Architecture: Self-Management
Layer 2 - Projects, Goals, Session Memory, and Self-Monitoring
Overview
The AI assistant has a "cognitive workspace" for managing its own state across long-running operations. This includes:
- Projects - Pageable context slots for multi-tasking
- Goals - Hierarchical task tracking with automatic rollup
- Session Memory - Persistent facts and patterns
- Self-Monitoring - Token usage and system status awareness
- Self-Modification - Behavioral guideline updates
1. Projects System
Projects enable context-switching between long-running tasks without losing state.
Data Structure
Stored on character.db.projects:
db.projects = {
"active": "build_tavern", # Currently loaded project key
"slots": {
"build_tavern": {
"summary": "Construct a tavern in the north district",
"context": "Progress: foundation complete, walls 50%...",
"status": "active", # active | paused | completed
"created_at": "2025-12-06T10:00:00Z",
"last_active": "2025-12-06T14:30:00Z",
},
"quest_design": {...},
}
}
Project Tools
| Tool | Category | Purpose |
|---|---|---|
create_project |
SAFE_CHAIN | Create a new project slot with summary and initial context |
list_projects |
SAFE_CHAIN | List all projects with summaries and status (cacheable) |
swap_project |
SAFE_CHAIN | Switch to a different project, saving current progress |
update_project |
SAFE_CHAIN | Update active project's context without swapping |
Context Paging Pattern
Projects implement "paging out" context - similar to OS process swapping:
Before swap:
Active: build_tavern (full context loaded)
Paused: quest_design (context stored in slot)

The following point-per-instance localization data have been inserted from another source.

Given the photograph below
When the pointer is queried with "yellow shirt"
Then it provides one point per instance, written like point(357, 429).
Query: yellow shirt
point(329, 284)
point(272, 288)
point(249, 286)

swap_project("quest_design", current_project_update="Walls 60% done")
After swap:
Active: quest_design (context restored)
Paused: build_tavern (context = "Walls 60% done")
When to Use Projects
- Complex building tasks spanning multiple sessions
- Long-term monitoring objectives
- Player-requested tasks that may be interrupted
- Any work requiring substantial context that shouldn't be lost
2. Goals System
Goals provide hierarchical task tracking with automatic parent-child progress rollup.
Data Structure
Stored on script.db.current_goals:
db.current_goals = [
{
"id": "goal_42_0", # Format: goal_{tick}_{index}
"description": "Build a complete tavern",
"priority": "high", # high | medium | low
"status": "active", # active | completed | abandoned
"progress": 33, # 0-100 percentage
"created": "2025-12-06T10:00:00Z",
"parent_id": None, # Root goal
"subtask_ids": ["goal_42_1", "goal_42_2", "goal_42_3"],
"auto_generated": False,
},
{
"id": "goal_42_1",
"description": "Lay foundation",
"parent_id": "goal_42_0", # Child of tavern goal
"subtask_ids": [],
"progress": 100,
"status": "completed",
...
},
]
Goal Tools
| Tool | Category | Purpose |
|---|---|---|
add_goal |
SAFE_CHAIN | Add a new goal with optional priority |
update_goal |
SAFE_CHAIN | Update status or progress (triggers parent rollup) |
decompose_goal |
ASYNC_REQUIRED | LLM breaks goal into 3-7 subtasks |
Hierarchical Rollup
When a subtask is updated, parent goals automatically recalculate:
# Parent progress = average of subtask progress
parent.progress = sum(subtask.progress for subtask in subtasks) / len(subtasks)
# Parent auto-completes when ALL subtasks complete
if all(subtask.status == "completed" for subtask in subtasks):
parent.status = "completed"
Goal Decomposition
The decompose_goal tool uses LLM to break complex goals into actionable subtasks:
Input: goal_42_0 = "Build a complete tavern"
Output: Creates 3-7 subtasks:
- goal_42_1: "Design floor plan and room layout"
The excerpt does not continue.